More than one hundred men and women who live in Uruzgan's Deh Ravod district are facing eye problems and blindness, a TOLOnews report revealed.
The majority of people with eye issues are children, particularly girls, who struggle with an unknown future.
These residents of Uruzgan said that because of this disease, they are isolated from society and no one seeks friendship or intimacy with them.
“Three to four of my young girls have this (eye) problem. Around 20 people are facing this challenge in the homes of our cousins and brothers,” said Sediqullah, a resident of Uruzgan.
“We have been passing along this disease from our ancestors and this has spread from one generation to another,” said Abdul Karim, a resident of Uruzgan.

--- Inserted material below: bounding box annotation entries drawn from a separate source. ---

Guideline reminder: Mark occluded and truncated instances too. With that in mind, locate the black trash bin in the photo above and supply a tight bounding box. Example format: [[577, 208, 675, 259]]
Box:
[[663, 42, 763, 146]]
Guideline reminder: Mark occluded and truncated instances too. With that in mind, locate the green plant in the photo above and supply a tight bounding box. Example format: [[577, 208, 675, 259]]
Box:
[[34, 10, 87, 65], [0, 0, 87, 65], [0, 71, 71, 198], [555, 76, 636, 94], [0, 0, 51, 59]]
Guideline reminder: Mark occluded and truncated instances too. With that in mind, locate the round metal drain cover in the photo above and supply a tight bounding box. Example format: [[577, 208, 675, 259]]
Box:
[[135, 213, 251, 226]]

The residents said that a medical team visited them a few days ago to provide care but the team said that because this illness cannot be treated inside the country, they must travel outside for treatment.
They asked aid organizations to help them in this area.
“We have been told that we cannot be treated inside the country and we should go outside the country for treatment,” Juma Khan, a resident of Uruzgan, told TOLOnews.
“I cannot do anything due to my eye problem. I sit in my place and cannot see anything,” Saleh Mohammad, another resident of Uruzgan, told TOLOnews.
According to medical professionals, this illness is inherited from one generation to the next. They assert that another cause of this illness is being married to a close relative.
The head of Uruzgan's martyrs and disabled affairs department said that more than twenty members of this family are registered with the department and they are paid monthly.
“This disease is being spread hereditarily from one generation to another generation,” said Zia Rahman Niazi, the former chief physician of Uruzgan Provincial Hospital.
This comes as a medical team from the Ministry of Public Health treated hundreds of blind individuals in Uruzgan for free three weeks ago with the financial support of Australia.